Monday, 11 May 2020

The Bookshop (Isabel Coixet, 2017)

A widowed woman (Emily Mortimer) arrives in a small seaside town in 1959 and sets about opening a bookshop in a long-abandoned house, to the disapproval of the town's wealthiest woman, who immediately begins trying to chase out the new resident, underhandedly coercing the already suspicious, provincial locals against her. Her only real allies in defending her home and dream are a precocious young girl and a reclusive older widower, and the battle can only be a losing one as her vindictive opponent brings the brunt of the law to bear against her as well.

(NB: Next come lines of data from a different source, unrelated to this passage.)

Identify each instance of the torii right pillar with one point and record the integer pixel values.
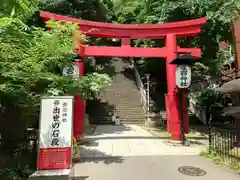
(172, 106)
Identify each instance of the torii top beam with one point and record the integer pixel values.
(131, 31)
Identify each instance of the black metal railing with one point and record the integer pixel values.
(223, 141)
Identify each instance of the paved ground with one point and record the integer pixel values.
(131, 153)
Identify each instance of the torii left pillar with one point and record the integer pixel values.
(79, 109)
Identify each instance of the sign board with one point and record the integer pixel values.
(183, 75)
(71, 70)
(55, 135)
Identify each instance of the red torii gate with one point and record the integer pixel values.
(127, 32)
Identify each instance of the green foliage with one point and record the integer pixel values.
(209, 97)
(31, 64)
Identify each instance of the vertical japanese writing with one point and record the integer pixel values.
(70, 70)
(56, 123)
(64, 110)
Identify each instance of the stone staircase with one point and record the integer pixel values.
(121, 99)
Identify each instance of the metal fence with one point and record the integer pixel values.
(222, 140)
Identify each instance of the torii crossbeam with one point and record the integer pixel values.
(127, 32)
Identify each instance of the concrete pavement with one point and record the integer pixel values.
(131, 153)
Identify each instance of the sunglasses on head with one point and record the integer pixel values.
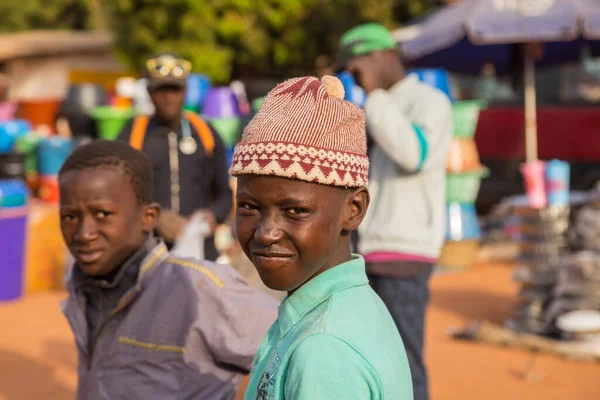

Mortimer is fine as the plucky lead, although, as is so often the case, Bill Nighy rather steals the show without raising a sweat as her widower friend. The execution is understated and sensitive in many scenes, but problem here, ultimately, is the Dickensianly caricaturish characterisation of the townspeople, either just plain simple, pompously officious or sneering, and an overall tendency to veer towards melodrama. Vicissitudes pile up on the beleaguered single woman until her situation starts to uncomfortably remind you of nothing so much as the sentimentalised plight of Little Nell in Dickens's The Old Curiosity Shop. Consequently, it doesn't work as a reflection of the constraints of a stifling era on independently-minded women, and surely that in part is what it was hoping to achieve.